Hydrochlorothiazide is an antihypertensive medication that may be prescribed in conjunction with other drugs to keep high blood pressure levels under control.

Untreated high blood pressure causes the heart to work overtime and consequently places patients at an increased risk of a heart attack or stroke.

Hydrochlorothiazide is available by prescription only and features other applications. It is sometimes prescribed for fluid retention due to other underlying ailments.

It is sold under several U.S. trade names, including:

  • Aquazide
  • Microzide
  • Zide
  • Hydrocot

Pharmacists dispense this medicine in a number of forms, including as a capsule, tablet, or syrup.

Mechanisms of Action

As a diuretic, Hydrochlorothiazide helps to speed up salt and water removal from the body. As a result, it is effective for the treatment of edema caused by kidney or liver disease.

It is also beneficial for lowering blood pressure levels because it reduces sodium reabsorption rates in the bloodstream.

Other Important Notes

  • Use as a Diuretic' Though Hydrochlorothiazide is considered a water pill, it is not generally considered a first-choice diuretic due to more effective hybrids available on the marketplace. It is, however, a preferred choice for hypertension.
  • Use for Kidney Stones Hydrochlorothiazide is also used for the treatment of kidney stones in some cases. It lowers calcium output from the kidneys and subsequently decreases the chances of patients developing kidney stones.
  • Other Applications 'Hydrochlorothiazide is also effective for the treatment of diabetes insipidus and certain types of acidosis.

Due to its effectiveness in treating multiple conditions, Hydrochlorothiazide has earned a spot on the List of Essential Medicines published by the World Health Organization.

Conditions Treated?

  • Hypertension, Edema

Type Of Medicine?

  • Antihypertensive, Thiazide Diuretic

Side Effects

Patients who take Hydrochlorothiazide by mouth may experience several side effects, ranging from mild or severe. Most subside with time. Nevertheless, if your symptoms persist or it becomes difficult to maintain a daily routine, do not hesitate to contact your healthcare provider.

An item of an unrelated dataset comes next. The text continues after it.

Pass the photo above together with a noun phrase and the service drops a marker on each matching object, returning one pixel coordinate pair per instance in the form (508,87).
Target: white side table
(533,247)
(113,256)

Some of the most common side effects associated with Hydrochlorothiazide are:

  • Pain in the stomach
  • Changes in stool color
  • Gum bleeding
  • Skin irritation
  • Feeling bloated
  • Bloody stools or urine
  • Lips or nails that appear blue
  • Fevers, chills, or cold sweats
  • Feeling confused
  • Pain the chest
  • Numbing or tingling sensation
  • Frequent constipation
  • Sounding hoarse
  • Coughing up blood or substances that look pink and frothy
  • Confusion
  • Lower outputs of urine
  • Labored breathing
  • Wheezing
  • Trouble swallowing
  • An abnormal heartbeat
  • Feeling faint, dizzy, or lightheaded
  • Dehydration
  • Parched lips or mouth
  • Fruity or bad smelling breath
  • Puffiness
  • Feeling sick
  • Lethargy
  • A headache
  • Hives and rashes
  • Extreme cravings or thirstiness
  • Heartburn
  • Itchiness
  • Pain or cramps in the muscles or joints
  • Heat loss or feeling cold
  • Bleeding from the nose
  • Eye redness and pain
  • Skin discolorations, including lesions or purple or red marks
  • Convulsions
  • Feeling nervous
  • Skin that easily bleeds or bruises
  • Extreme drowsiness or tiredness
  • Jaundice
  • Sudden weight gain
  • Low sex drive
  • Constant moving sensation
  • Balding
  • Feeling restless

When to Call a Doctor

If you develop severe reactions when using this drug, seek medical help right away. Some examples of a medical emergency are:

An Allergic Reaction

You may develop a serious and potentially fatal allergy to Hydrochlorothiazide. Some of the warning signs that medical help is required are if you experience:

  • Hives
  • Rashes
  • Puffiness
  • Trouble breathing
  • Difficulty swallowing

Skin Sensitivities

If you develop a painful rash that is accompanied by a fever or cracks, peels, or blistering skin, this could be a sign of Stevens-Johnson syndrome, which requires immediate medical intervention. If you experience these symptoms, do not wait until your symptoms subside. Call 911 or your primary care provider immediately.

Kidney Failure

One of the rare side effects of Hydrochlorothiazide is kidney failure. Some of the telltale signs of this condition are:

  • Lethargy
  • Difficulty breathing
  • Feeling confused
  • Lower urinary output
  • Swelling of the lower body
  • Blurriness and/or pain in the eyes


Medical providers understand that every patient is different. Before prescribing Hydrochlorothiazide for the treatment of high blood pressure or edema, the following factors are carefully considered:

  • The patient's age and weight
  • The brand name of hydrochlorothiazide
  • The medication strength and formula
  • The length of treatment
  • The number of times per day needed

Note: The following table reflects average doses and should not take the place of the instructions dispensed by your pharmacy

Hydrochlorothiazide Capsule Doses for High Blood Pressure

  • Children: Based on a Doctor's Discretion
  • Adults: 12.5 mg | 1X Daily (Max Daily Dose: 50 mg)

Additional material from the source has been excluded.